Saturday, February 19, 2005

Last night a few of the men at church got together for dinner. One of them served barbecued elk ribs, obtained from a hunting trip he took to New Mexico. I overindulged slightly on wine, beer, pecan pie and ice cream (but atoned today at the gym). Then to the pastor's study (a room in The Attorney's downtown office) for smokes.

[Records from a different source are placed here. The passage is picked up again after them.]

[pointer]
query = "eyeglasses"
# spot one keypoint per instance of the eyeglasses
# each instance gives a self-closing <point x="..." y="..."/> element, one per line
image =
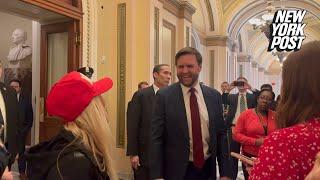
<point x="265" y="98"/>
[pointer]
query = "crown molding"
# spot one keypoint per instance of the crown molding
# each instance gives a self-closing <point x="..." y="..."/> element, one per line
<point x="180" y="9"/>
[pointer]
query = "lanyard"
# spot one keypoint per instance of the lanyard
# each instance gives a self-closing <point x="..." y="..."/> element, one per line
<point x="265" y="127"/>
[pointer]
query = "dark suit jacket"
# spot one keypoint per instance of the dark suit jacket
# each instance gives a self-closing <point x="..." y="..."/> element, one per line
<point x="25" y="118"/>
<point x="170" y="137"/>
<point x="139" y="116"/>
<point x="233" y="104"/>
<point x="11" y="103"/>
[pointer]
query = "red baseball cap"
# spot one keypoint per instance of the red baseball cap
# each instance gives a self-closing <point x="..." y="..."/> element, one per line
<point x="72" y="94"/>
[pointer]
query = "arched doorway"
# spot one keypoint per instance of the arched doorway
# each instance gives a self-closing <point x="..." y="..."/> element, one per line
<point x="57" y="48"/>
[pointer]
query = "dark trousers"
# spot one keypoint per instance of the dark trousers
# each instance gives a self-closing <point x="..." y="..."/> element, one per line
<point x="234" y="147"/>
<point x="142" y="173"/>
<point x="244" y="167"/>
<point x="194" y="173"/>
<point x="21" y="161"/>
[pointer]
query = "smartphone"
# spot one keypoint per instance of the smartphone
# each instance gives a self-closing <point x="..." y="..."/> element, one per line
<point x="239" y="83"/>
<point x="243" y="158"/>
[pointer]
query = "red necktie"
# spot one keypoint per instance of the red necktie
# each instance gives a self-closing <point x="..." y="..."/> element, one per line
<point x="198" y="156"/>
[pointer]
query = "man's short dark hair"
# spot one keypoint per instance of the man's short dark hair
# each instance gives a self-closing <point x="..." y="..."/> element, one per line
<point x="189" y="50"/>
<point x="263" y="90"/>
<point x="158" y="67"/>
<point x="15" y="80"/>
<point x="142" y="83"/>
<point x="266" y="86"/>
<point x="241" y="77"/>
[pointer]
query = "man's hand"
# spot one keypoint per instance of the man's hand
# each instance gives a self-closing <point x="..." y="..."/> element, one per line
<point x="7" y="175"/>
<point x="247" y="86"/>
<point x="259" y="141"/>
<point x="135" y="162"/>
<point x="232" y="86"/>
<point x="225" y="178"/>
<point x="315" y="172"/>
<point x="248" y="166"/>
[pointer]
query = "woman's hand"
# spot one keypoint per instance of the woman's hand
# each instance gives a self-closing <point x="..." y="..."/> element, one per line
<point x="259" y="141"/>
<point x="248" y="166"/>
<point x="7" y="175"/>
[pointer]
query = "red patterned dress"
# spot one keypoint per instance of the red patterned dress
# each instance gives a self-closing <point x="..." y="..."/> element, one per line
<point x="288" y="153"/>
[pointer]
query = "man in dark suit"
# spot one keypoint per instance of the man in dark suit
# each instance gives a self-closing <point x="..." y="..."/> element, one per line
<point x="237" y="104"/>
<point x="188" y="130"/>
<point x="25" y="120"/>
<point x="9" y="119"/>
<point x="139" y="116"/>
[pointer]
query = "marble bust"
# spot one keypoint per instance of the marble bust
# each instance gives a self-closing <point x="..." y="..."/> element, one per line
<point x="19" y="54"/>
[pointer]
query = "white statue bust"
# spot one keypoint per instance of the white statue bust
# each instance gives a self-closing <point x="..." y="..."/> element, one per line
<point x="19" y="50"/>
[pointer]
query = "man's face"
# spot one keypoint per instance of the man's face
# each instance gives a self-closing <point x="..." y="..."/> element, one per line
<point x="241" y="88"/>
<point x="17" y="36"/>
<point x="224" y="87"/>
<point x="188" y="69"/>
<point x="15" y="86"/>
<point x="163" y="77"/>
<point x="144" y="86"/>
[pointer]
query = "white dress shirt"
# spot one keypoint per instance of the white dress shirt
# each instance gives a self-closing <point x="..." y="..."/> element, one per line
<point x="204" y="118"/>
<point x="3" y="111"/>
<point x="155" y="88"/>
<point x="236" y="116"/>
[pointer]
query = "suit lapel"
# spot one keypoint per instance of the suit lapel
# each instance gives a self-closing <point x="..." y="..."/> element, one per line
<point x="4" y="95"/>
<point x="210" y="108"/>
<point x="181" y="110"/>
<point x="236" y="99"/>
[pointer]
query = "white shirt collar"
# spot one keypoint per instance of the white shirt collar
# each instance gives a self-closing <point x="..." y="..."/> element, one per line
<point x="186" y="89"/>
<point x="155" y="88"/>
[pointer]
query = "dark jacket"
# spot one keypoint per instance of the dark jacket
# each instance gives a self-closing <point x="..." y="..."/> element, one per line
<point x="75" y="162"/>
<point x="12" y="116"/>
<point x="233" y="102"/>
<point x="170" y="137"/>
<point x="139" y="115"/>
<point x="25" y="118"/>
<point x="4" y="159"/>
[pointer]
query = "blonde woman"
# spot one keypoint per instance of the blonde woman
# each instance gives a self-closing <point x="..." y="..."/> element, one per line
<point x="83" y="148"/>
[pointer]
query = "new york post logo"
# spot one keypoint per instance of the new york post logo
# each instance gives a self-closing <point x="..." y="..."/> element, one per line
<point x="287" y="30"/>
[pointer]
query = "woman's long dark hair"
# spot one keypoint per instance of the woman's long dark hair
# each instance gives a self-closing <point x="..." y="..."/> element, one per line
<point x="300" y="92"/>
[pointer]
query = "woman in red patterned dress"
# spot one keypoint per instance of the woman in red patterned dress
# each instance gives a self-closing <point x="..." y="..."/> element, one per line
<point x="254" y="125"/>
<point x="289" y="153"/>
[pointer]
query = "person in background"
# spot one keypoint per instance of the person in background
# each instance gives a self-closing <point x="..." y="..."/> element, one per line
<point x="238" y="103"/>
<point x="83" y="149"/>
<point x="254" y="125"/>
<point x="188" y="130"/>
<point x="267" y="87"/>
<point x="314" y="174"/>
<point x="87" y="71"/>
<point x="26" y="121"/>
<point x="139" y="115"/>
<point x="142" y="85"/>
<point x="9" y="118"/>
<point x="278" y="101"/>
<point x="225" y="92"/>
<point x="289" y="152"/>
<point x="4" y="160"/>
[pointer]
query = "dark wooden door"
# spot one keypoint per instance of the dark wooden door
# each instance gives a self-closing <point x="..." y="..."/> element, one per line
<point x="59" y="55"/>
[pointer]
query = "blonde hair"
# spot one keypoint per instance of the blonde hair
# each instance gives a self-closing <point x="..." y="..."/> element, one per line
<point x="92" y="128"/>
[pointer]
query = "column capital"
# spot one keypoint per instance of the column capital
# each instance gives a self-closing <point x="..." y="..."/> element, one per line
<point x="181" y="9"/>
<point x="254" y="64"/>
<point x="232" y="45"/>
<point x="243" y="57"/>
<point x="216" y="41"/>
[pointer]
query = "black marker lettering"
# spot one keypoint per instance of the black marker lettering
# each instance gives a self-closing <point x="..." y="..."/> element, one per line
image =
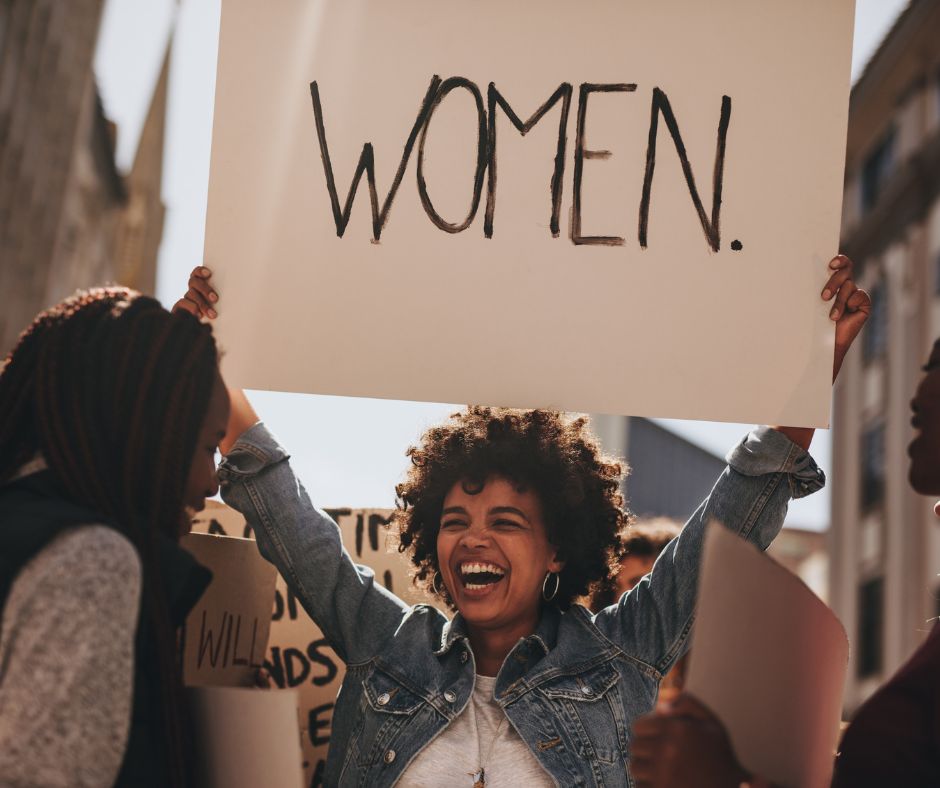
<point x="580" y="154"/>
<point x="710" y="227"/>
<point x="367" y="165"/>
<point x="494" y="98"/>
<point x="439" y="221"/>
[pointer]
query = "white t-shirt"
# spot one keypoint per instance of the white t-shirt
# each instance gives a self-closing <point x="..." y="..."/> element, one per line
<point x="482" y="736"/>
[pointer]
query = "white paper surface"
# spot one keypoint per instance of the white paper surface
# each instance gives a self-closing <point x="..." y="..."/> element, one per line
<point x="769" y="658"/>
<point x="246" y="738"/>
<point x="523" y="318"/>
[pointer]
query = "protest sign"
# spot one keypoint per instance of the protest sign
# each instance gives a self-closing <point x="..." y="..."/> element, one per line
<point x="226" y="633"/>
<point x="669" y="193"/>
<point x="298" y="655"/>
<point x="246" y="738"/>
<point x="779" y="692"/>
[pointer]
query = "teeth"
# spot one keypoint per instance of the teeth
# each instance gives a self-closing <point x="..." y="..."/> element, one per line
<point x="474" y="568"/>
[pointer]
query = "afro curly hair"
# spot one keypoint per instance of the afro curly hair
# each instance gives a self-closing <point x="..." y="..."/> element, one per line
<point x="544" y="451"/>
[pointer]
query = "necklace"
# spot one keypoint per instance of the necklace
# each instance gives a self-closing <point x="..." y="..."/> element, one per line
<point x="479" y="776"/>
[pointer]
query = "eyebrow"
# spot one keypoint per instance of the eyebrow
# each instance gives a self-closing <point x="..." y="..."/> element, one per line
<point x="494" y="510"/>
<point x="509" y="510"/>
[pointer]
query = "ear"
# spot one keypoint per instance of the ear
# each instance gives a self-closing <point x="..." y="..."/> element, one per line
<point x="557" y="563"/>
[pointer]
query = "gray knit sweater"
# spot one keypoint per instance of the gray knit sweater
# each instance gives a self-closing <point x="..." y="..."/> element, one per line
<point x="66" y="661"/>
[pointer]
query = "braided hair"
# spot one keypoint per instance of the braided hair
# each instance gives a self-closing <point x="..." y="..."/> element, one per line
<point x="112" y="390"/>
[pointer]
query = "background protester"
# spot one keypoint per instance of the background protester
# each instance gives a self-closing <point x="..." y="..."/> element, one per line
<point x="111" y="410"/>
<point x="894" y="738"/>
<point x="643" y="541"/>
<point x="507" y="517"/>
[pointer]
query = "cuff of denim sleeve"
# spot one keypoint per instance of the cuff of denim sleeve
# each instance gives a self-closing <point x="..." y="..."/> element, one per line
<point x="254" y="451"/>
<point x="765" y="450"/>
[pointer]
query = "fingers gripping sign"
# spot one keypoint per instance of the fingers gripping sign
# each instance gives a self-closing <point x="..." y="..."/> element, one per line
<point x="851" y="306"/>
<point x="199" y="299"/>
<point x="685" y="745"/>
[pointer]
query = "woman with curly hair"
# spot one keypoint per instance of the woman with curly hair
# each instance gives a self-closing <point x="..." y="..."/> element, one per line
<point x="507" y="517"/>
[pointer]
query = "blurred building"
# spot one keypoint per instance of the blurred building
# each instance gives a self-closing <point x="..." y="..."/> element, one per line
<point x="68" y="218"/>
<point x="671" y="476"/>
<point x="884" y="545"/>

Our university has installed an internet filter. Too many guys downloading porn, from what I heard. You would think that the library would be the first to be told about this development, but we only found out by accident when K.L. tried to open a site and got a "SafeSurf" denial message. Of course the filter blocks plenty of innocuous sites and lets through plenty of pornographic ones, so it won't solve the problem completely.

Friday, February 18, 2005

I'm almost done with Mistress of Mistresses, the book I turn to when I involuntarily wake up at 4:00 a.m. These conditions of fatigue may have something to do with the fact that I found it a difficult, though enjoyable, read--or maybe the archaisms, fanciful similes, and shifting time frames would make for slow going even were I rested and alert. The underlying metaphysics of the book is confusing as well, but it seems to be an erotic pantheism in which loving God consists of shagging Her multiple sexy incarnations. Despite my reservations, I liked MOM enough to get the sequel, Fish Dinner in Memison, thru ILL.

Still getting flushed, so that my forehead looks like I've got a severe sunburn. Doctor's appointment on Thurs.

Our book sale is over. I found a first edition of William James' Memories and Studies (1911). The most expensive copies on go for $150!

Thursday, February 17, 2005

Some book news (I've got to do something to merit the name "Biblioblog," after all): The Library of America just released its H. P. Lovecraft anthology. I love LOA editions, so I might have to get this for myself.

Tuesday, February 15, 2005

A brief Lubbock excursion yesterday. At a Hastings I bought a brand-new DVD copy of Tampopo, one of my top 20 movies, for only $4 (marked down from $15). Sadly ironic, given my Lenten resolution, but it will make Easter all the more enjoyable.

My face has been flushing and burning at random the past few days. Incipient rosacea?

Sunday, February 13, 2005

Woke up at 4:00 a.m., per usual. Too tired to read, the only thing I could do was listen to dumb radio preachers (the only talk radio programs available around here) until I fell back asleep around 6:30. These preachers are of the witch-doctor Pentecostal variety, healing callers' ailments by fiat over the airwaves. I should probably check out some audio books from the public library, if they have any. (It's a tiny operation with lousy hours.)

With only five hours of sleep accumulated I seriously considered skipping church, but thought that some human contact would be a good thing. Talked about Monty Python with the attorney, who remembers seeing Holy Grail when it was released in theaters back in the seventies. I almost had a chance to see a revival showing of it in Dallas a couple of years back, but a certain someone couldn't stay up for the midnight screening. (I forgive him, though!)

I finished the Python book, and am about 2/3 of the way done with Mistress of Mistresses. The latter is quite good, even if Eddison is addicted to highly elaborate similes. I requested the sequel, Fish Dinner in Memison, through ILL. It's interesting to me that so many highly educated Brits (Tolkien, Peake, Eddison, Dunsany, Lewis, etc.) devoted their literary efforts to fantasy during a particular era, late 19th to middle 20th century. Perhaps a vestige of Romanticism.

Long guitar practice this afternoon. Started on Bach's Bourree, a nice change from Monk (although "Ruby My Dear" still needs a lot of polishing).

Ever noticed that music can be unusually affecting when you're half asleep? I woke up one night with a disc playing and the current track sounded poignantly beautiful. In the clear light of day, it was nothing special.